We typed in the hot computer lab for about 5 hours, from 8am-1pm, when we retired to the house for lunch. Annabel had calculated that, between 8 classes of approximately 25 students, each being tested on Ghanaian Language, Science, ICT, English, French, Math, Citizenship Education, and Creative Arts (they insisted that we write up exams), we would need to print out a total of 1600 exams. Most of the ones we had typed were about 4 pages long, but the French teacher (the only one who had typed his own)’s and the Ghanaian Language exams were about 10 pages long each. Reams of printer paper cost about 6 cedis, and we were going to need about fifteen of them to accommodate that amount of printing. That would be enough money to have kept about 5 more students in school this term. Annabel had been working on Mr.
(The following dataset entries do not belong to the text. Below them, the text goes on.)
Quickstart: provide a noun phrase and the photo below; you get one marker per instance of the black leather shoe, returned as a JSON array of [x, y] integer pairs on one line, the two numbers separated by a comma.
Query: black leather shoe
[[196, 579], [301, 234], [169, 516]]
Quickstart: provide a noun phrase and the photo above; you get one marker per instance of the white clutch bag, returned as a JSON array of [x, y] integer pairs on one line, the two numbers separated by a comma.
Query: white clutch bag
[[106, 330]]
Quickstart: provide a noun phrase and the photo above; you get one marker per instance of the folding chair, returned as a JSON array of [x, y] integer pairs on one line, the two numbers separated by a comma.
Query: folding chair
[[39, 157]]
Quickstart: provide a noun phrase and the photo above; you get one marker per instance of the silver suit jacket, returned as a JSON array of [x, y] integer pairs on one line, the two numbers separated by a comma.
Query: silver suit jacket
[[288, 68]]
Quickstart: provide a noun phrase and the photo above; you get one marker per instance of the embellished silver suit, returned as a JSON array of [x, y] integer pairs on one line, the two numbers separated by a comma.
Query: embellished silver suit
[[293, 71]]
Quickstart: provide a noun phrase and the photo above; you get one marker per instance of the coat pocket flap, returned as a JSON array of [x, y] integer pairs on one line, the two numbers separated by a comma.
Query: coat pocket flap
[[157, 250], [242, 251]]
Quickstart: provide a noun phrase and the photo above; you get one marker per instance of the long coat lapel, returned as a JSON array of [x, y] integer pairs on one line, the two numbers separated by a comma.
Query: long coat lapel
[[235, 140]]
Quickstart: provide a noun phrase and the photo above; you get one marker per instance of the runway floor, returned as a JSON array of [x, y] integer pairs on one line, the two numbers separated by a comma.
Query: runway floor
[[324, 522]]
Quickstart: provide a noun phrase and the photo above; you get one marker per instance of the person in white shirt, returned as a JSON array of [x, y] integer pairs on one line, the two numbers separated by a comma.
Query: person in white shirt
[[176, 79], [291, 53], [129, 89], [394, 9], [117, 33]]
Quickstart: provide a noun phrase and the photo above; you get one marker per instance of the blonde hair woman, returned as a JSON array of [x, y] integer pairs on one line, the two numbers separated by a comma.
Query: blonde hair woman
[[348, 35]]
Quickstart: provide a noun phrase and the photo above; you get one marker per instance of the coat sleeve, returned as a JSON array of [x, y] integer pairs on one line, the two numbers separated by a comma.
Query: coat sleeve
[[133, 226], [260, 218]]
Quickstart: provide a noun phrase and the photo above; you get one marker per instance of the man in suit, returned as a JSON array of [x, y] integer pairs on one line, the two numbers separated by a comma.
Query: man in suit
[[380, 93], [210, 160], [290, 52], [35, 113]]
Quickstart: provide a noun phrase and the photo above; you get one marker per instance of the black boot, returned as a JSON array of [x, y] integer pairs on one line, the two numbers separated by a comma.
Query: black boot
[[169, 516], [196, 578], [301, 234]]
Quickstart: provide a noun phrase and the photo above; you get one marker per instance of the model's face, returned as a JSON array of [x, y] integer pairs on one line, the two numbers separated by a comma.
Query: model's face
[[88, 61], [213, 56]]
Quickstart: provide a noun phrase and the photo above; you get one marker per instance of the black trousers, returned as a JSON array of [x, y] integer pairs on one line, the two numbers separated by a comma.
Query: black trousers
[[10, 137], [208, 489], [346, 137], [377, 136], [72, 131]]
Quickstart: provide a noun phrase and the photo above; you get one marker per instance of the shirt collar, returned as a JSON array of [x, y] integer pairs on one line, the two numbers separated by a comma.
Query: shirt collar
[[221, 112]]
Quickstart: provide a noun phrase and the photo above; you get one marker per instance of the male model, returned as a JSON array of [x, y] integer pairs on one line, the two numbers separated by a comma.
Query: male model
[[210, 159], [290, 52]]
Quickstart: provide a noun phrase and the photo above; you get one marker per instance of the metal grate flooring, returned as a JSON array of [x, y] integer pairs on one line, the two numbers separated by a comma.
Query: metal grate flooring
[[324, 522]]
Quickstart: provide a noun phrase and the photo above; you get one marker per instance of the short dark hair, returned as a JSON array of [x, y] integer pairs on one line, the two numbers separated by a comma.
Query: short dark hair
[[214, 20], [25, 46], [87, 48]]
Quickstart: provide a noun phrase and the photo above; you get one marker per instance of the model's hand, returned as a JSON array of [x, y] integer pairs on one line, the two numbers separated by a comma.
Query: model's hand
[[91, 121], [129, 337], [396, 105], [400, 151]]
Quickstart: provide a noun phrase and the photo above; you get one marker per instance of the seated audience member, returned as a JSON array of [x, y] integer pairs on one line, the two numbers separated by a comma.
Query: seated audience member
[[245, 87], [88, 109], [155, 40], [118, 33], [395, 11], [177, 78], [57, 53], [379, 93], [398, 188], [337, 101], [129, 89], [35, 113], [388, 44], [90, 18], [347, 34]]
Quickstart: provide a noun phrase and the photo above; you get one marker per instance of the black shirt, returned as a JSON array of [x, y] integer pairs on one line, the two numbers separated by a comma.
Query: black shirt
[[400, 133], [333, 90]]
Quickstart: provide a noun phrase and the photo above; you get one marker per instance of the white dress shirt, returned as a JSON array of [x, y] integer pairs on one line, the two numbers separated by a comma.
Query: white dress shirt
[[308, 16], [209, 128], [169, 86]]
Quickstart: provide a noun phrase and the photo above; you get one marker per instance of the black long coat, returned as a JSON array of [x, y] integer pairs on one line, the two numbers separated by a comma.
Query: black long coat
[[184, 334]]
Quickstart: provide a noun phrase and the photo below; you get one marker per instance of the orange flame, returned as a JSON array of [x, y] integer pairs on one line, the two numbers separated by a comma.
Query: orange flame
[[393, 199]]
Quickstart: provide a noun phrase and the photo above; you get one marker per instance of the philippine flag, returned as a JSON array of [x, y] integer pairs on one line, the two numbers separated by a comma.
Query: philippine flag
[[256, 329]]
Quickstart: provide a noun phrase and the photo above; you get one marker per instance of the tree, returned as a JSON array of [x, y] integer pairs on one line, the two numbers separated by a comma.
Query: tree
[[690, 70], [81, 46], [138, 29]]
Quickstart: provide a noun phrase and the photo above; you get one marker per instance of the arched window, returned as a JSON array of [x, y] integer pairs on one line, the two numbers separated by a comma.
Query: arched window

Kabutey’s accounting after typing, and had remarked at how, once kids racked up a few terms without paying at all, they were sent home, no longer able to attend the school (which is by far the cheapest, and poorest, in the area). Annabel explained that she wasn’t normally anymore “green” than the next person, but that the money saved by reducing each exam to one or two pages (by removing spaces between lines, reducing the font size of the header, slightly increasing the margins, and putting all the multiple choice answers on one line) was enough to pay for a number of students’ education. We were none too pleased to return to the computer lab, but agreed to spend a few hours reformatting all the exams that we’d typed so as to waste less paper. It may not sound like the difference between a two and a four page exam is necessarily a big deal, but when you multiply it by 25 students, by the number of classes, and by the number of subjects, it certainly adds up. Connie even took the trouble to double-side her exams, even though the manual re-feeding of the paper almost invariably caused the temperamental printer to jam, and the process of printing out her 25 JHS 2 English exams took a number of hours by itself.
When we finally completed all the exams we’d been given and school had been let out, we decided to go into Accra for the evening. After a delicious dinner at “Sunshine2Go,” an obruni-friendly diner where we’d been once before (I was charmed when the waitress remembered my order), we walked to an outdoor bar that had been recommended to us called Bywel. After paying the (fairly steep) entrance fee of 4 cedis, we relaxed and a live band played lots of mellow oldies, ranging from “Somewhere over the Rainbow” to “Hey Jude”. Soon everyone was dancing, and we met a friendly group of Austrian tourist obrunis who were leaving in the morning. We were a bit disappointed to have missed the “Singles Mingle” that was advertised prominently for the night before, but we passed a pleasant evening nonetheless, and returned home rather early and in a decidedly better mood than when we’d left.